To that end, a fundamental part of success in business is overcoming the competition. Although victory in business is not “zero sum”, there remains an understandable drive to prove your company’s dominance and superiority over the competition. Thus, when many companies find themselves struggling to find a new direction, they turn to competitive analysis in order to rediscover their own strengths and to determine how best to overcome their rivals.
The Basics of Competitive Analysis
Sun Tzu, in his epochal (and beloved-in-business-school) text The Art of War, dictates that an important part of success in war is the use of knowledge; specifically, that “if you know the enemy and know yourself, you need not fear the result of a hundred battles”. In our day and age, one can “know their enemies” through the use of competitive analysis.
As the name suggests, competitive analysis is a formalized process of evaluating the business practices of your competitors, whether they’re your company’s industry rival or just the shop down the street. On a fundamental level, competitive analysis is “a statement of [your] business strategy and how it relates to the competition.”
Standard competitive analysis involves taking a look at your competitor’s strengths, weaknesses, marketing strategies, and their overall value proposition. Even if your company is selling the exact same products as the competition, there may be a number of different factors explaining their success or failure – and that’s to say nothing of industries like software or services, wherein many companies are selling similar (but not identical) offerings.
It’s worth noting that competitive analysis involves taking a look at both your current competitors as well as your potential competitors, particularly in age where companies are beginning to operate in a multitude of industries.
Specifically, competitive analysis examines a number of different aspects of your competitor’s business activities, including:
- Service level
- Social media activity (such as Twitter mentions)
- Marketing strategies
- Acquisitions or mergers
It’s tempting to use analysis as a simple barometer of success or failure, but it’s often much more useful to use it to gain a holistic understanding of your competition’s progress. They may boast of high revenue figures, but they may be struggling to establish a sustainable pricing plan; some companies may loudly tout their social media infamy while secretly scrambling to resolve longstanding product issues.
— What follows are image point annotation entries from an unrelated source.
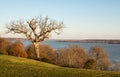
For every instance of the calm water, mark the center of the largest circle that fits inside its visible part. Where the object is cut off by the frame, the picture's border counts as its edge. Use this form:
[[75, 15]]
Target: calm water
[[113, 50]]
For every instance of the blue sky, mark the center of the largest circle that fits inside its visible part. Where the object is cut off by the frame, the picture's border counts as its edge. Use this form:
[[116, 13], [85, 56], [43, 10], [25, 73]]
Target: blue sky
[[84, 19]]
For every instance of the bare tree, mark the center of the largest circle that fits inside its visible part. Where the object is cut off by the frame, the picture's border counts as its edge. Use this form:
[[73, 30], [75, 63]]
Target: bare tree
[[36, 29]]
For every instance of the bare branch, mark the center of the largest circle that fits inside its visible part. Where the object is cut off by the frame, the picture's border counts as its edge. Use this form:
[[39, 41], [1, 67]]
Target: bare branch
[[36, 29]]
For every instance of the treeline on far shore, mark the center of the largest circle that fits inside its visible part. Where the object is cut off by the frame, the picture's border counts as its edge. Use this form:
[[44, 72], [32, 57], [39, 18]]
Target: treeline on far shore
[[93, 41], [110, 41]]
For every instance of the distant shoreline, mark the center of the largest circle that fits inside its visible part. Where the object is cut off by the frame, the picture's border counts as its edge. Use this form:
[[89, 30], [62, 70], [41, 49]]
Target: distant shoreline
[[109, 41]]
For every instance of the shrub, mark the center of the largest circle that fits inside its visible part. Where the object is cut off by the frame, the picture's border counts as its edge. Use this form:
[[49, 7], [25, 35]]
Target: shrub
[[90, 64], [72, 56], [17, 49], [45, 52], [45, 60], [101, 57], [31, 52], [4, 44], [117, 67]]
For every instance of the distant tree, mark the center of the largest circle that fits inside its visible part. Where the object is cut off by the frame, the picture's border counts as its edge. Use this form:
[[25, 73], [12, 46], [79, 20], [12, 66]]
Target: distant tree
[[17, 49], [101, 57], [72, 56], [36, 30]]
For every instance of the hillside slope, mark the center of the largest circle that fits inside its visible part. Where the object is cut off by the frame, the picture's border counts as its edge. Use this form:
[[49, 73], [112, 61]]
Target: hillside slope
[[20, 67]]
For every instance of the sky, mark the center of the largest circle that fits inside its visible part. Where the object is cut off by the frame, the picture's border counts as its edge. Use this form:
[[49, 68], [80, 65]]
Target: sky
[[83, 19]]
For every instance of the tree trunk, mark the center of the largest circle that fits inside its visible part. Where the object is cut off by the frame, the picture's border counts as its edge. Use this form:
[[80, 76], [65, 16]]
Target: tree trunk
[[36, 46]]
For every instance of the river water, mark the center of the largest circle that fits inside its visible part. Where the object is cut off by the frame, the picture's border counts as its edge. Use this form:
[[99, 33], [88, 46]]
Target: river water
[[113, 50]]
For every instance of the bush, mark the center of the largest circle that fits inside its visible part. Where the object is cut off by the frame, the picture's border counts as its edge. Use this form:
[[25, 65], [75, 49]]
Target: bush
[[17, 49], [101, 57], [45, 60], [117, 67], [45, 52], [72, 56], [31, 52], [4, 44], [90, 64]]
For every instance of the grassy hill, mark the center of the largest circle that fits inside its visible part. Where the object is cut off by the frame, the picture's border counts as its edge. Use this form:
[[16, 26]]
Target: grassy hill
[[20, 67]]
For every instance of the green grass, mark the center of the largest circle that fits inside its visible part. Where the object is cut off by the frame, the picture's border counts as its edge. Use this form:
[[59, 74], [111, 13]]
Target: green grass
[[20, 67]]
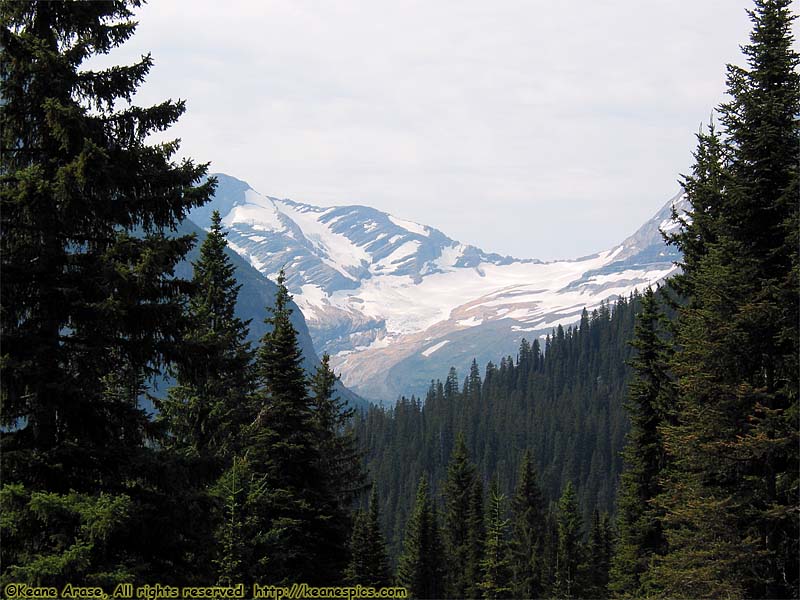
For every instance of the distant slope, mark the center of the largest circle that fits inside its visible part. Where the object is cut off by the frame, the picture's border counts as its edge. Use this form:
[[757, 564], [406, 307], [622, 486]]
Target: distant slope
[[256, 294], [396, 303]]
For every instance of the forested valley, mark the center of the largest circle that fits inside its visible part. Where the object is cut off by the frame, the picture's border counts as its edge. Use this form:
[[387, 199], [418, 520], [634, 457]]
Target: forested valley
[[650, 450]]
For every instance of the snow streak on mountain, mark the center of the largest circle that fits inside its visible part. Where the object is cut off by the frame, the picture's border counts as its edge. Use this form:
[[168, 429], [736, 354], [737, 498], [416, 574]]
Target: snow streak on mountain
[[397, 303]]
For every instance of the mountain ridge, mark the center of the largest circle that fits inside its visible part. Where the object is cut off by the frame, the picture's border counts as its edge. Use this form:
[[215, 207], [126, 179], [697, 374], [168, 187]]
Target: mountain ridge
[[396, 303]]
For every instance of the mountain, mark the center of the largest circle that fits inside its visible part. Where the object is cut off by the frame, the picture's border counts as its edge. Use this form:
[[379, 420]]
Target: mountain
[[397, 303], [257, 292]]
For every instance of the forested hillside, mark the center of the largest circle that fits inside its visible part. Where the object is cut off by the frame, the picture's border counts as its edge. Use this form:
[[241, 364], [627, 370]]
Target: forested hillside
[[650, 450], [562, 399]]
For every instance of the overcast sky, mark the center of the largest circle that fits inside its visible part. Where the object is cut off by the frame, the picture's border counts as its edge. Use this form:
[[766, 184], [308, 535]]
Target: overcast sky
[[538, 128]]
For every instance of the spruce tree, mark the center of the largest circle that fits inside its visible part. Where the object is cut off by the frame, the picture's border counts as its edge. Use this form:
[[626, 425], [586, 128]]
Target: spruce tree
[[640, 534], [369, 565], [90, 306], [528, 532], [733, 474], [457, 492], [598, 557], [476, 539], [497, 571], [570, 550], [87, 262], [207, 407], [295, 528], [421, 565], [338, 446]]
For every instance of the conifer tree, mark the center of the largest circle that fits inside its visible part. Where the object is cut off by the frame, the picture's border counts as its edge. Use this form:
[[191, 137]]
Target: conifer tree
[[208, 406], [497, 571], [90, 306], [640, 535], [87, 262], [457, 492], [338, 446], [421, 565], [476, 539], [733, 473], [528, 529], [570, 551], [598, 557], [369, 565], [296, 532]]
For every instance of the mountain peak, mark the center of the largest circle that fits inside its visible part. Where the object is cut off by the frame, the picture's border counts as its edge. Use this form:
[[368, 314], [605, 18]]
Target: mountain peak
[[396, 302]]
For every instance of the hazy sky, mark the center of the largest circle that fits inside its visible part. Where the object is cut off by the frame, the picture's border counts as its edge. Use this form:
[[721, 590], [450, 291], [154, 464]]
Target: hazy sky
[[539, 128]]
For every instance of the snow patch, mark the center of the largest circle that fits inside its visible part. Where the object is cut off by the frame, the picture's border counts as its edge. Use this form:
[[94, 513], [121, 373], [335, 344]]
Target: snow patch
[[471, 322], [434, 348], [410, 226]]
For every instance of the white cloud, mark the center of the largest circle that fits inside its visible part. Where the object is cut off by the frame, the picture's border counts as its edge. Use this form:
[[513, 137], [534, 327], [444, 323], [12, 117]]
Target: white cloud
[[535, 128]]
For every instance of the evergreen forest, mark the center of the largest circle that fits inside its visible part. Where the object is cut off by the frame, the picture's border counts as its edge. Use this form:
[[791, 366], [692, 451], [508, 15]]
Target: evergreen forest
[[651, 450]]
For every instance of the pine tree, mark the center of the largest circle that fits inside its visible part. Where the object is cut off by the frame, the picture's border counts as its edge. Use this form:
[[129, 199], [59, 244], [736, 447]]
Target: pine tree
[[421, 566], [598, 556], [476, 539], [570, 551], [640, 535], [338, 446], [732, 481], [457, 492], [208, 406], [528, 528], [90, 307], [87, 265], [369, 565], [295, 527], [497, 571]]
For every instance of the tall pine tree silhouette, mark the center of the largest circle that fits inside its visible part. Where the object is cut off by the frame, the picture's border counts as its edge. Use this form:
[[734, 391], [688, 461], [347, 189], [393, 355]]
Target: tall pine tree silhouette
[[730, 498], [90, 306], [207, 407], [294, 528]]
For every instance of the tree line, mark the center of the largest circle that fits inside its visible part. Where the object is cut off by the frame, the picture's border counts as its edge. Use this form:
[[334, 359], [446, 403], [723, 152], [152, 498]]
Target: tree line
[[252, 468]]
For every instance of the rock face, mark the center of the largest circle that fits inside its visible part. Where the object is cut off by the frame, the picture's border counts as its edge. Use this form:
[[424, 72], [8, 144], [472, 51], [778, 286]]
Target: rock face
[[396, 303]]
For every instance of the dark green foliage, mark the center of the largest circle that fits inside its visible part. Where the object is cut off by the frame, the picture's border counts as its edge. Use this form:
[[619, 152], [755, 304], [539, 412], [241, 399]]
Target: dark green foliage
[[458, 498], [476, 539], [206, 409], [421, 565], [369, 563], [528, 533], [49, 538], [565, 406], [640, 534], [295, 528], [496, 565], [86, 287], [568, 582], [731, 486], [598, 555], [90, 307], [341, 460]]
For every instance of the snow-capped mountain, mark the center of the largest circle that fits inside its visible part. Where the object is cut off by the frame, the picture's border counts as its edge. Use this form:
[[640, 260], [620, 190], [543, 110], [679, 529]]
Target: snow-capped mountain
[[397, 303]]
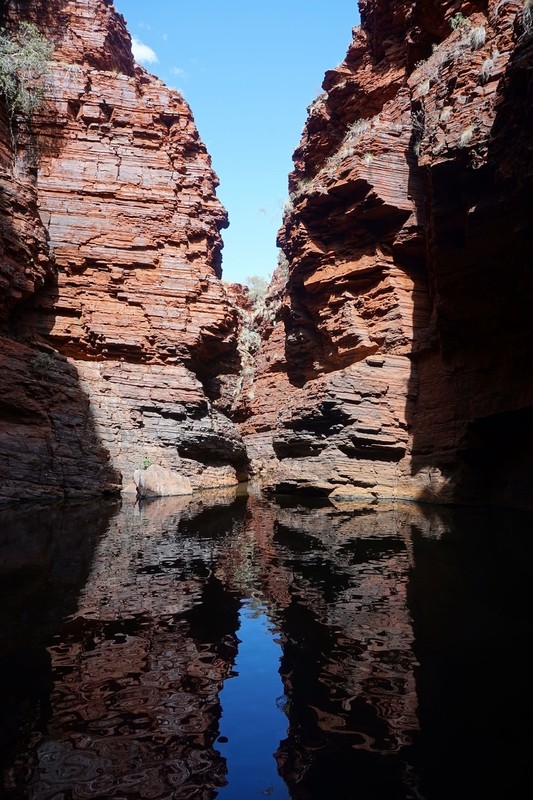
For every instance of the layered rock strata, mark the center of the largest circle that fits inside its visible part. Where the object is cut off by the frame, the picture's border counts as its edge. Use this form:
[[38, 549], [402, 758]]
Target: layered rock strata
[[111, 275], [395, 365]]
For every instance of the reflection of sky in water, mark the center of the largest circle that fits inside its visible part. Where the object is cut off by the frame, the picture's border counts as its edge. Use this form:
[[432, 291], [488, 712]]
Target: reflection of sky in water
[[251, 718]]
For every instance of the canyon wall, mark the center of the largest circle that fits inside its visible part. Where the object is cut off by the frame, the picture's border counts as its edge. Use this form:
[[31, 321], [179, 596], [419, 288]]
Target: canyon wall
[[397, 333], [118, 339]]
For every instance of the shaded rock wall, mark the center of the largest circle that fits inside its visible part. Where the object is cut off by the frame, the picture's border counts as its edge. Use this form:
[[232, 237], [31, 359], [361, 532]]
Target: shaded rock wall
[[397, 362], [111, 268]]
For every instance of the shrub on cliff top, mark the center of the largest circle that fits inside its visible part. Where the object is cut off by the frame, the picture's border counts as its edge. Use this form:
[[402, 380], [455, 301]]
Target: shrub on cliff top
[[24, 57]]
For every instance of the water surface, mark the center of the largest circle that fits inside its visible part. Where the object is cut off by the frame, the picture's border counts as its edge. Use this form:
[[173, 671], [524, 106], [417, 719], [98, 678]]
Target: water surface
[[232, 647]]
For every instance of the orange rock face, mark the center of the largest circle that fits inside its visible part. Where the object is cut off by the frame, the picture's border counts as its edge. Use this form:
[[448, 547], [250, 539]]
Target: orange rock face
[[120, 267], [394, 365]]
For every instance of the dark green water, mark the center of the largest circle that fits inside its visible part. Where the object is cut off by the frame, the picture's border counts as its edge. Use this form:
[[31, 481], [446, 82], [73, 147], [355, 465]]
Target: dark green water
[[238, 648]]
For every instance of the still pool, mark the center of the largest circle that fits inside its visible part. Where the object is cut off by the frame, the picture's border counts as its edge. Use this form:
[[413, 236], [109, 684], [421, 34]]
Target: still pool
[[234, 647]]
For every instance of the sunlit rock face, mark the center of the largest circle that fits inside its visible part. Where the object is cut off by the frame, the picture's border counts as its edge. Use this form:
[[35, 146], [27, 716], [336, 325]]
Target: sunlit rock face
[[111, 266], [395, 364]]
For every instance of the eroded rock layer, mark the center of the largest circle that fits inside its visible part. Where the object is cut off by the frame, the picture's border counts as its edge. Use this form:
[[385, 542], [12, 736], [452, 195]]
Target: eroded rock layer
[[110, 274], [397, 362]]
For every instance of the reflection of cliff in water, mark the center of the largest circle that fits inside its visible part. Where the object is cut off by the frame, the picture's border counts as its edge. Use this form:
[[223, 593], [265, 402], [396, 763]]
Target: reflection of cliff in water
[[395, 629]]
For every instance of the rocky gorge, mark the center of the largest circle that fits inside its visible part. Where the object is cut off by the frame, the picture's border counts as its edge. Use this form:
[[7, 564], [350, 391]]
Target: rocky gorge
[[393, 356]]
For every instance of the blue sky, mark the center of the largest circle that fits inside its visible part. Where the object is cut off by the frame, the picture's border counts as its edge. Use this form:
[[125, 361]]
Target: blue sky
[[248, 70]]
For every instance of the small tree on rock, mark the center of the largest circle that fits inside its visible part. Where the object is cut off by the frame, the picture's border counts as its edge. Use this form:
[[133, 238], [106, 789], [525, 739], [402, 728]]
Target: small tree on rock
[[24, 57]]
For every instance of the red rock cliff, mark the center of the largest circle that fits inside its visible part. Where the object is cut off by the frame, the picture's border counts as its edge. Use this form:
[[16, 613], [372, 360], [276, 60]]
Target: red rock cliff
[[119, 341], [398, 362]]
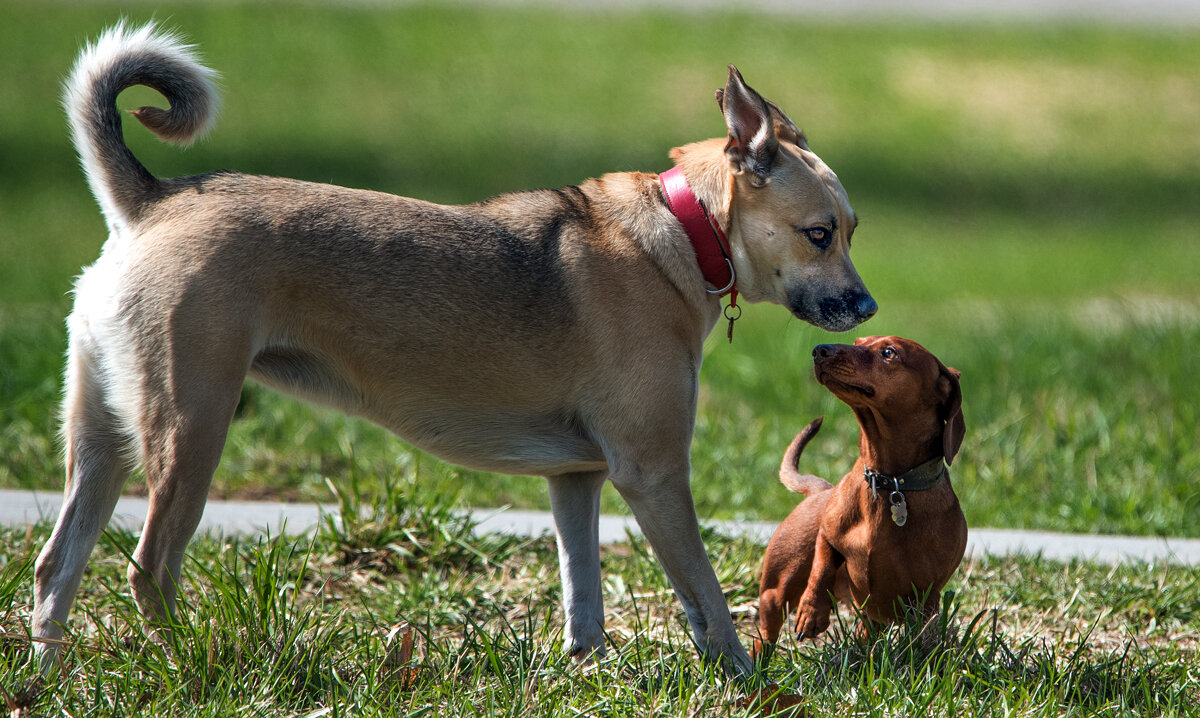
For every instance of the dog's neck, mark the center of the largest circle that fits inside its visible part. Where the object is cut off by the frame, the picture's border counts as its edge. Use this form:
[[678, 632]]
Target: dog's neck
[[892, 447]]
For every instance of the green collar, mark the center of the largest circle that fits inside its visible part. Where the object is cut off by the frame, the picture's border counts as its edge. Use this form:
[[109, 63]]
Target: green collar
[[923, 477]]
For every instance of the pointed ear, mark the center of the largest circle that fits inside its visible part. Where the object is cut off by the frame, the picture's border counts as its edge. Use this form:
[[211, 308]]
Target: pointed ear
[[952, 413], [785, 129], [753, 145]]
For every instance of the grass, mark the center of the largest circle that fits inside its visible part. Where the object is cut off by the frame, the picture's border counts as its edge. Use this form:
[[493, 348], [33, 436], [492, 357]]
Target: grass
[[1024, 216], [1027, 197], [406, 612]]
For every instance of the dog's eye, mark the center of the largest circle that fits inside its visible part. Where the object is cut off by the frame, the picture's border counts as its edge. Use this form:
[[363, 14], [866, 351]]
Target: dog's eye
[[820, 237]]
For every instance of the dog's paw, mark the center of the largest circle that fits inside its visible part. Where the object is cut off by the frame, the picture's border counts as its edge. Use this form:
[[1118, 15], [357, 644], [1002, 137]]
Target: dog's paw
[[811, 621]]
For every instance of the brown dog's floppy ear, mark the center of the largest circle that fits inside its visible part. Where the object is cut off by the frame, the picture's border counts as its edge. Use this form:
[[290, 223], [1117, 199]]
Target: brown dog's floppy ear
[[753, 144], [952, 413]]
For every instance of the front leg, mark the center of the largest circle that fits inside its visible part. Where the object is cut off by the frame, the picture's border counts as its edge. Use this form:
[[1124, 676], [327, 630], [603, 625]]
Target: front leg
[[815, 605], [575, 502]]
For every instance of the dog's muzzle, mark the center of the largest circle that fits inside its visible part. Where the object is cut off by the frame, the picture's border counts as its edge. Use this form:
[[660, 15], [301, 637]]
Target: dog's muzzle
[[839, 312]]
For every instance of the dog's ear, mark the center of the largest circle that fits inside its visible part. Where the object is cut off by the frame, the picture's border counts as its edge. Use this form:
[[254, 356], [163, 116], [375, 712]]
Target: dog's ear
[[753, 144], [785, 129], [952, 413]]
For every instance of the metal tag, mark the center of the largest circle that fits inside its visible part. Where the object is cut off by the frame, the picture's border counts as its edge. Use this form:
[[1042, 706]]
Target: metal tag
[[899, 508]]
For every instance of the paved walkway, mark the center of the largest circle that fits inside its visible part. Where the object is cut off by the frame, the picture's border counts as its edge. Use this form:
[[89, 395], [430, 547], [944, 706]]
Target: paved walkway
[[21, 508]]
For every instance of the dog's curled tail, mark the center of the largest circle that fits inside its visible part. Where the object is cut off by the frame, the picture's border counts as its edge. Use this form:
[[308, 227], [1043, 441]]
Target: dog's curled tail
[[793, 479], [120, 59]]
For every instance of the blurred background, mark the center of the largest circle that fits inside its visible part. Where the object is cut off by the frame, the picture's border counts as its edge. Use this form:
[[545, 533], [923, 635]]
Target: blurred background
[[1029, 186]]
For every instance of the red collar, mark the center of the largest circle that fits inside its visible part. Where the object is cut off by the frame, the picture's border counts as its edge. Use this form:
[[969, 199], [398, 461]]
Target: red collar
[[707, 239]]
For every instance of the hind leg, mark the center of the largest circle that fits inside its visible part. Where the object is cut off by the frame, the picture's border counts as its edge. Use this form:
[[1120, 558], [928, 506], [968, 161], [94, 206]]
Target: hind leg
[[97, 462], [184, 434]]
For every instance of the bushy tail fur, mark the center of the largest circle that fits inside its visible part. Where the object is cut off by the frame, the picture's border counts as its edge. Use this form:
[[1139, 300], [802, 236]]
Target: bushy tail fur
[[793, 479], [120, 59]]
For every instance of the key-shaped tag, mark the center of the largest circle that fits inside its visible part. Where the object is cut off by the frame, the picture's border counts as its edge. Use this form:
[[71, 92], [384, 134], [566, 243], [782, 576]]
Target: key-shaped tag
[[899, 508]]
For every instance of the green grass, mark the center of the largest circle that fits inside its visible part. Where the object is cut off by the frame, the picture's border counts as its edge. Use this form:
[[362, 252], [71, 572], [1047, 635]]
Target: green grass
[[316, 627], [1027, 202]]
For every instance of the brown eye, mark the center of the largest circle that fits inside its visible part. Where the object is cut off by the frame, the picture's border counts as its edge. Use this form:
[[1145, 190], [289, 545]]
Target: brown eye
[[819, 235]]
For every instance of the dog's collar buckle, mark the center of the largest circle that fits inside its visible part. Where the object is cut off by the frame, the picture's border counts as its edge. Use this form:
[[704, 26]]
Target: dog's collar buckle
[[707, 239], [919, 478], [706, 235]]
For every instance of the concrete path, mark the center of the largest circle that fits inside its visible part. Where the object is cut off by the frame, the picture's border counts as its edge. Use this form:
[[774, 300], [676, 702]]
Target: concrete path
[[21, 508]]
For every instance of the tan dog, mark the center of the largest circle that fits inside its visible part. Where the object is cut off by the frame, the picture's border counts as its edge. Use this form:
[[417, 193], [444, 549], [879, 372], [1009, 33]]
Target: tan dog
[[550, 333], [891, 534]]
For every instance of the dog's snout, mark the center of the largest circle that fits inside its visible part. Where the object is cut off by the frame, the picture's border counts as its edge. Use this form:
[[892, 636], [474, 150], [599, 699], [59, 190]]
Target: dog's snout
[[865, 306]]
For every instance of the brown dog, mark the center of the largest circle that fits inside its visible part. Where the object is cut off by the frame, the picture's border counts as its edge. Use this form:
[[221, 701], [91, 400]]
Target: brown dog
[[891, 534], [555, 333]]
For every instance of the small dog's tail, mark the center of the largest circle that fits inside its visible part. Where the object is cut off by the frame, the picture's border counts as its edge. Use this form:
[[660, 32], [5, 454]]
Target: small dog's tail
[[120, 59], [793, 479]]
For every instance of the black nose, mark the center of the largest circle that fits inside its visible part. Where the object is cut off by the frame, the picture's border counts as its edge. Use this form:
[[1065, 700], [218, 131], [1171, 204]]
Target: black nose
[[865, 306]]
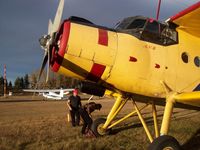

Why Competitive Analysis is Critical
Competitive analysis enables you to understand where your competitors are, so that you can gain a better idea of where your company needs to go.
The most effective use of analysis will give your organization an idea of things that need to be improved, as well as things that need to continue being done. If you know exactly why your customers come to you instead of your competition, it only makes sense to double down on whatever that appealing factor may be; in that same vein, learning what makes your customers choose “the other guy” instead of you can help improve your marketing efforts and your overall prospect for success.
In a sense, competitive analysis lets your company know where to compete, as well as how to compete. The knowledge of your competitor’s strengths and weaknesses will ultimately help you use your marketing resources more efficiently and effectively.